USS Benfold Paracel Island FONOP
Photo captured from a Chinese Navy warship show USS Benfold performing the FONOP near the Paracel Islands. Photo: Chinese defense ministry

US Navy destroyer USS Benfold (DDG 65) completed a freedom of navigation operation (FONOP) in the South China Sea near the Paracel Islands on July 13.

During the operation, which US Navy ships regularly undertake in the South China Sea to challenge excessive maritime claims, the destroyer was closely followed by Chinese aerial and naval assets.

In a rare move, China’s defense ministry also released photos of the US destroyer during the operation, alongside a rebuke of the actions.

A Chinese People’s Liberation Army – Navy (PLA-N) sailors observes USS Benfold during the FONOP. Photo: Chinese defense ministry

A spokesman for the Chinese Southern Theater Command said that USS Benford “illegally entered China’s Xisha territorial waters without the approval of the Chinese government.”

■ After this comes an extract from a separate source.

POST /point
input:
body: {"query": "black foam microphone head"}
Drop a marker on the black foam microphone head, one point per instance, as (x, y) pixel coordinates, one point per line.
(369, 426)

“The actions of the US military have seriously violated China’s sovereignty and security, seriously undermined the peace and stability of the South China Sea, and seriously violated international law and norms of international relations,” he added.

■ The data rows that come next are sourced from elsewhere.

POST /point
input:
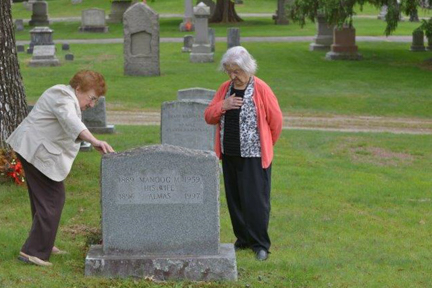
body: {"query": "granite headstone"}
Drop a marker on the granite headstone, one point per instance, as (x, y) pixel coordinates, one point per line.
(40, 14)
(93, 20)
(141, 41)
(19, 25)
(233, 37)
(188, 41)
(118, 7)
(95, 118)
(44, 55)
(201, 49)
(188, 19)
(183, 124)
(195, 93)
(160, 217)
(418, 41)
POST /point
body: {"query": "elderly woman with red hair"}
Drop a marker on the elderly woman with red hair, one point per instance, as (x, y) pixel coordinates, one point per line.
(249, 122)
(47, 142)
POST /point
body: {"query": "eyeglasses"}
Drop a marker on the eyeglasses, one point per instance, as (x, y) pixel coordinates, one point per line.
(94, 99)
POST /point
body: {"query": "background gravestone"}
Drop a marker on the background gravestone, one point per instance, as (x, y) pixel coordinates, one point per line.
(160, 217)
(95, 118)
(324, 38)
(183, 124)
(187, 43)
(41, 36)
(195, 94)
(201, 49)
(280, 16)
(210, 4)
(44, 55)
(39, 14)
(141, 41)
(19, 25)
(93, 20)
(188, 19)
(418, 41)
(233, 38)
(344, 46)
(117, 10)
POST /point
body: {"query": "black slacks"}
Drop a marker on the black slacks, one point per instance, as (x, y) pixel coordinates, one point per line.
(247, 188)
(47, 199)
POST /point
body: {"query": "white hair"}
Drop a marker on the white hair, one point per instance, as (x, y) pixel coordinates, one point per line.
(239, 56)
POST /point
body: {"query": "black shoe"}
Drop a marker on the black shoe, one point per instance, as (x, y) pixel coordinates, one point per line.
(261, 255)
(240, 247)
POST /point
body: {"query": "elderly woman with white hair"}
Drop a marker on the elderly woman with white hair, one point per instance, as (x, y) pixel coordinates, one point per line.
(249, 122)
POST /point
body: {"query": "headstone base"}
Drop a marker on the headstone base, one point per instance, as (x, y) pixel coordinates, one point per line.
(343, 56)
(187, 27)
(44, 62)
(418, 49)
(163, 268)
(85, 147)
(201, 57)
(319, 47)
(39, 23)
(109, 129)
(94, 29)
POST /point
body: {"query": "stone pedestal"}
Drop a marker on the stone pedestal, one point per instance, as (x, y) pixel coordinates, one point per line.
(44, 56)
(95, 118)
(344, 47)
(188, 19)
(141, 41)
(160, 217)
(280, 17)
(183, 124)
(117, 10)
(195, 93)
(85, 147)
(187, 43)
(212, 39)
(383, 12)
(418, 41)
(41, 36)
(40, 14)
(324, 38)
(93, 20)
(201, 49)
(19, 25)
(210, 4)
(233, 37)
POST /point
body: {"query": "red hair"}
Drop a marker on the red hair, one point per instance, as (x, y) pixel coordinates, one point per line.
(87, 80)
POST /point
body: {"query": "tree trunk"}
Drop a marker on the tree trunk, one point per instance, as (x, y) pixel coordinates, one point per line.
(13, 106)
(225, 13)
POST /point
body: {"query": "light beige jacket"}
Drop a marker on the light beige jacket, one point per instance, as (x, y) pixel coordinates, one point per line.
(48, 136)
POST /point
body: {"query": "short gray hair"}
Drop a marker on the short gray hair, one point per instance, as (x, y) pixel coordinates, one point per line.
(239, 56)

The US 7th Fleet said that USS Benfold exited the excessive claim area at the conclusion of the operation and continued operations in the South China Sea, adding that the US challenges excessive maritime claims around the world regardless of the identity of the claimant.

“This freedom of navigation operation (“FONOP”) upheld the rights, freedoms, and lawful uses of the sea recognized in international law by challenging the restrictions on innocent passage imposed by the People’s Republic of China (PRC), Taiwan, and Vietnam and also by challenging PRC’s claim to straight baselines enclosing the Paracel Islands,” the command said.

The international law of the sea as reflected in the 1982 Law of the Sea Convention provides for certain rights and freedoms and other lawful uses of the sea to all nations.

The PRC, Taiwan, and Vietnam each claim sovereignty over the Paracel Islands. In violation of international law, all three claimants require either permission or advance notification before a military vessel or warship engages in “innocent passage” through the territorial sea.

Under international law as reflected in the Law of the Sea Convention, the ships of all states –including their warships –enjoy the right of innocent passage through the territorial sea.

The US Navy says that by engaging in innocent passage without giving prior notification to or asking permission from any of the claimants, the US challenged these restrictions imposed by the PRC, Taiwan, and Vietnam.

The United States also challenged the PRC’s 1996 declaration of straight baselines encompassing the Paracel Islands. Regardless of which claimant has sovereignty over these islands, it is unlawful to draw straight baselines around the Paracel Islands in their entirety, according to the US Navy.